Let's just bear in mind that rubber, most plastics, silicones, and other similar compounds are by nature non-porous. That's exactly why they are used for seals, O-rings, boots, and gaskets, etc, anywhere you don't want fluids (including gaseous fluids like air or vapors) to leak out.
The failure mode for many of these materials is that with time, heat, cold, UV exposure, ozone exposure, mechanical stress, combustion byproducts and chemical exposure, vibration, friction, and the like, the materials breakdown, outgass, and lose some of their embedded plasticizers and elasticizers, the very compounds that make them so good at what they do -- stay flexible and seal things up.

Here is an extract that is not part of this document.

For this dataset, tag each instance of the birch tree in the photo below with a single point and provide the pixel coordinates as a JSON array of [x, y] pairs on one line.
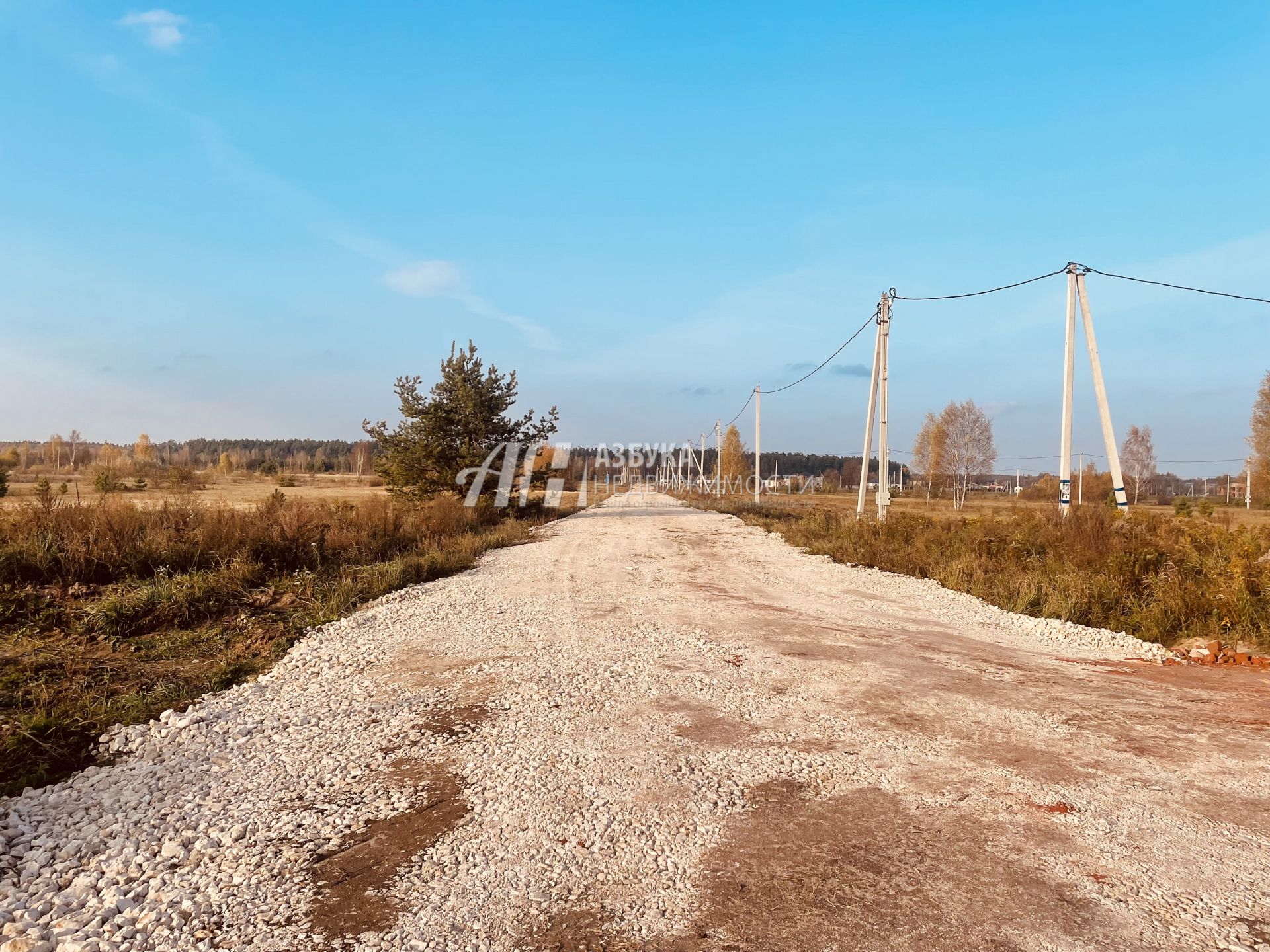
[[1138, 459], [74, 440], [733, 461], [968, 447], [929, 451], [1259, 441]]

Once the material is compromised, there is no restoring the original compounds that are gone. Now there are some products that can seep into the spaces vacated by those compounds -- and they work by softening the surface and causing the rubber to swell and temporarily re-seal the shaft or whatever the function was. But those are not permanent fixes and the material continues to degrade, and some of the additives (because they are acidic in PH) actually accelerate that process. The product itself eventually gets displaced by the same process as the original degradation. Eventually the material is too compromised to help by any means.
We've all seen brittle, cracked seals and boots and failed O-rings and gaskets. Would a product have forestalled the failure? -- maybe -- but not for long. If there was an effective additive that really "fixed" rubber, don't you think it would already be in every fluid that contacts a seal?